Studi ini merupakan bagian dari kohort BALTAZAR, sebuah proyek penelitian besar yang fokus pada individu dengan gangguan kognitif ringan dan Alzheimer. Peneliti menganalisis 263 peserta: 147 dengan gangguan kognitif ringan dan 116 dengan Alzheimer. Peserta dengan gangguan kognitif ringan dibagi menjadi dua subtipe: gangguan kognitif ringan amnestik (aMCI), di mana kehilangan memori adalah isu utama, dan gangguan kognitif ringan non-amnestik (naMCI), di mana fungsi kognitif lainnya yang lebih dipengaruhi.

Peserta dalam studi ini menyelesaikan survei rinci mengenai konsumsi harian item yang mengandung kafein, seperti kopi, teh, cokelat, atau soda. Survei ini dirancang untuk menilai asupan kafein setiap peserta, yang dihitung dalam miligram per hari. Selain survei kafein, peserta juga memberikan sampel darah dan cairan serebrospinal.

Cairan serebrospinal dianalisis untuk biomarker utama penyakit Alzheimer, termasuk total tau (tau), tau terfosforilasi (p-tau181), amiloid-beta 1-42 (Aβ1-42), dan amiloid-beta 1-40 (Aβ1-40). Kadar tau dan p-tau181 yang meningkat menunjukkan kerusakan sel otak dan kusut neurofibrilar, yang terkait dengan penyakit Alzheimer. Sebaliknya, kadar Aβ42 yang lebih rendah, terutama terkait dengan Aβ40, berkaitan dengan penumpukan plak amiloid, indikator lain dari perkembangan penyakit Alzheimer.

Peserta dikelompokkan menjadi dua kategori berdasarkan konsumsi kafein mereka: kelompok "kafein rendah", dengan asupan harian di bawah 216 miligram, dan kelompok "kafein tinggi", dengan asupan harian di atas jumlah tersebut. Peneliti kemudian membandingkan status kognitif dan kadar biomarker antara kedua kelompok ini.

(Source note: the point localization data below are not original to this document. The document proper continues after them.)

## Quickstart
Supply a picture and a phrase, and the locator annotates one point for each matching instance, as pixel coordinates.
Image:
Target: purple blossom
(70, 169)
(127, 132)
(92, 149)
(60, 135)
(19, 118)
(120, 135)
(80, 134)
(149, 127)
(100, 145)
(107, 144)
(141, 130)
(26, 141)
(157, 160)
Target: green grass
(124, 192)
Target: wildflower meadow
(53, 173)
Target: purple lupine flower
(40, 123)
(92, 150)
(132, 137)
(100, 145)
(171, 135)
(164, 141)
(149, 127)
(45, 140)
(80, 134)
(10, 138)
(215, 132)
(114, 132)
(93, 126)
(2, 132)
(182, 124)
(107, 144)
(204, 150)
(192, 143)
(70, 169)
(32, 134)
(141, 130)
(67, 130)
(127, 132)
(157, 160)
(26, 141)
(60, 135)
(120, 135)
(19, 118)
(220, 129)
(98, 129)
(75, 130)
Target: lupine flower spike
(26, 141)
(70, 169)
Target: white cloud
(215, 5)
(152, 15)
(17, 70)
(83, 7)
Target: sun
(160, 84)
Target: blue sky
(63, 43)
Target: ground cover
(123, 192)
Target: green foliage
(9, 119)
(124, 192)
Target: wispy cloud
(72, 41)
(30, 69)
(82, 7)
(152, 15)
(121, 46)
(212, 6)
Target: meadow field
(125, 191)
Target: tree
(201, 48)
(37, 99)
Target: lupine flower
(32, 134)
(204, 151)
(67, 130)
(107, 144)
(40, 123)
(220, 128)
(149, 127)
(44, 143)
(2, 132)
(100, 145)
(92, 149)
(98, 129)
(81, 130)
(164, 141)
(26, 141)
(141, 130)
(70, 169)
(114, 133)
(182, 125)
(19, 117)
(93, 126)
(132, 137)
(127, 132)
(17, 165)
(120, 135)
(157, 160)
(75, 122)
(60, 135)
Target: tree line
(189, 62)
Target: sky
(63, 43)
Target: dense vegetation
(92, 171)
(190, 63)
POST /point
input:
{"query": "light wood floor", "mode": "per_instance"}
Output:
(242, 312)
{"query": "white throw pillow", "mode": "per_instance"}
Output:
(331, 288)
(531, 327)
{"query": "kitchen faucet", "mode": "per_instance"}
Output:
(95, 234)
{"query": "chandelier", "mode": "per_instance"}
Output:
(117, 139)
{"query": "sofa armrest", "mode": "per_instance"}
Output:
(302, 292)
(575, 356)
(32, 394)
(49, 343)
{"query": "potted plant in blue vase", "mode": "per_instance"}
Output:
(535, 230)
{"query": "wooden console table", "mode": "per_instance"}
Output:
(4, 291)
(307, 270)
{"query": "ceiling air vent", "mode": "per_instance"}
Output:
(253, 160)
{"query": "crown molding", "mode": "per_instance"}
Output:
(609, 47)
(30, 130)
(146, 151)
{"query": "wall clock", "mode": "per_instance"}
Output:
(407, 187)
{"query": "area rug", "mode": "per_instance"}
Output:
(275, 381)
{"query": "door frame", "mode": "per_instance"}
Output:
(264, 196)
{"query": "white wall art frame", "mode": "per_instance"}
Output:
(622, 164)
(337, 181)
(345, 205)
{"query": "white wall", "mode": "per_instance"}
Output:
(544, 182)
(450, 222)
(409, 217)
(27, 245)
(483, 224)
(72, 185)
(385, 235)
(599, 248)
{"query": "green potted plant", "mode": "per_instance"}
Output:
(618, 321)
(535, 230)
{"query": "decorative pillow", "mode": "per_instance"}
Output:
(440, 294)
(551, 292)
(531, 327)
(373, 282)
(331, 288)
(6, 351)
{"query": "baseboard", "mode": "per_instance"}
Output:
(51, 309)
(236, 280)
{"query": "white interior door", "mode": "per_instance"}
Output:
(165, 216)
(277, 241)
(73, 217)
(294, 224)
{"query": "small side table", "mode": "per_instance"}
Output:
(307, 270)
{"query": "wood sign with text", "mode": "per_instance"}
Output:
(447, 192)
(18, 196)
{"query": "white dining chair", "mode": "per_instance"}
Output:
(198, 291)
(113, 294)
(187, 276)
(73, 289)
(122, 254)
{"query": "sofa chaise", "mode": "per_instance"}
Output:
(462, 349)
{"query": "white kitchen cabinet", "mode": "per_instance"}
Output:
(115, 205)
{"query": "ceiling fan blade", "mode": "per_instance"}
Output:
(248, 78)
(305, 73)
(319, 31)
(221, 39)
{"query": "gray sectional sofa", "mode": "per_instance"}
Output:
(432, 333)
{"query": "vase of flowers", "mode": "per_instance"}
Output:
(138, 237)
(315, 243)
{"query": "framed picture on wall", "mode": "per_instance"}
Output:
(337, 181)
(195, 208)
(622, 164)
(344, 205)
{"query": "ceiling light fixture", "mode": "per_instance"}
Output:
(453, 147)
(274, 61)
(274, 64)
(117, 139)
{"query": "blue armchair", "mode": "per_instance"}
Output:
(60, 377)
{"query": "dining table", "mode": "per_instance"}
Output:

Hasil menunjukkan bahwa individu yang mengonsumsi lebih sedikit kafein memiliki peluang yang secara signifikan lebih tinggi untuk dikategorikan sebagai amnestik, berarti mereka mengalami gangguan terkait memori. Secara spesifik, peluang untuk didiagnosis dengan gangguan kognitif ringan amnestik atau penyakit Alzheimer adalah 2,49 kali lebih tinggi bagi peserta dengan konsumsi kafein yang lebih rendah dibandingkan dengan mereka yang mengonsumsi lebih tinggi. Ini menunjukkan adanya potensi efek pelindung kafein terhadap memori, terutama pada individu yang berisiko atau sudah didiagnosis dengan penyakit Alzheimer.

Ketika peneliti fokus pada peserta dengan gangguan kognitif ringan, mereka menemukan bahwa peserta dengan asupan kafein yang lebih rendah memiliki peluang 2,72 kali lebih tinggi untuk diklasifikasikan sebagai amnestik dibandingkan dengan yang non-amnestik. Temuan ini menunjukkan bahwa konsumsi kafein mungkin sangat relevan untuk masalah terkait memori.

Selain hasil kognitif, studi ini juga menemukan perbedaan signifikan dalam biomarker cairan serebrospinal antara konsumen kafein tinggi dan rendah. Peserta yang mengonsumsi lebih sedikit kafein cenderung memiliki kadar Aβ42 yang lebih rendah serta rasio Aβ42/Aβ40 dan Aβ42/p-tau181 yang lebih rendah. Kadar dan rasio Aβ42 yang lebih rendah ini biasanya terkait dengan peningkatan pembentukan plak amiloid di otak, yang merupakan ciri utama dari penyakit Alzheimer. Hasil ini menunjukkan bahwa asupan kafein yang lebih rendah mungkin berhubungan dengan beban amiloid yang lebih besar, yang terkait dengan perkembangan penyakit yang lebih cepat.

“Data kami mendukung adanya hubungan antara konsumsi kafein yang lebih rendah dengan risiko lebih tinggi untuk menjadi amnestik serta dengan perubahan merugikan dalam biomarker CSF [cairan serebrospinal] pada pasien MCI [gangguan kognitif ringan] dan AD [Alzheimer],” simpul penulis studi.

Studi ini memberikan wawasan mengenai hubungan antara konsumsi kafein dan gejala penyakit Alzheimer. Namun, penting untuk dicatat bahwa desain studi ini tidak memungkinkan untuk menarik kesimpulan sebab-akibat dari data. Meskipun mungkin kafein memiliki efek pelindung terhadap gejala Alzheimer, ada kemungkinan juga bahwa individu dengan kesehatan kognitif yang lebih baik lebih banyak mengonsumsi minuman berkafein (misalnya, karena mereka lebih mampu merawat diri sendiri, termasuk memperoleh dan menyiapkan minuman yang mereka sukai).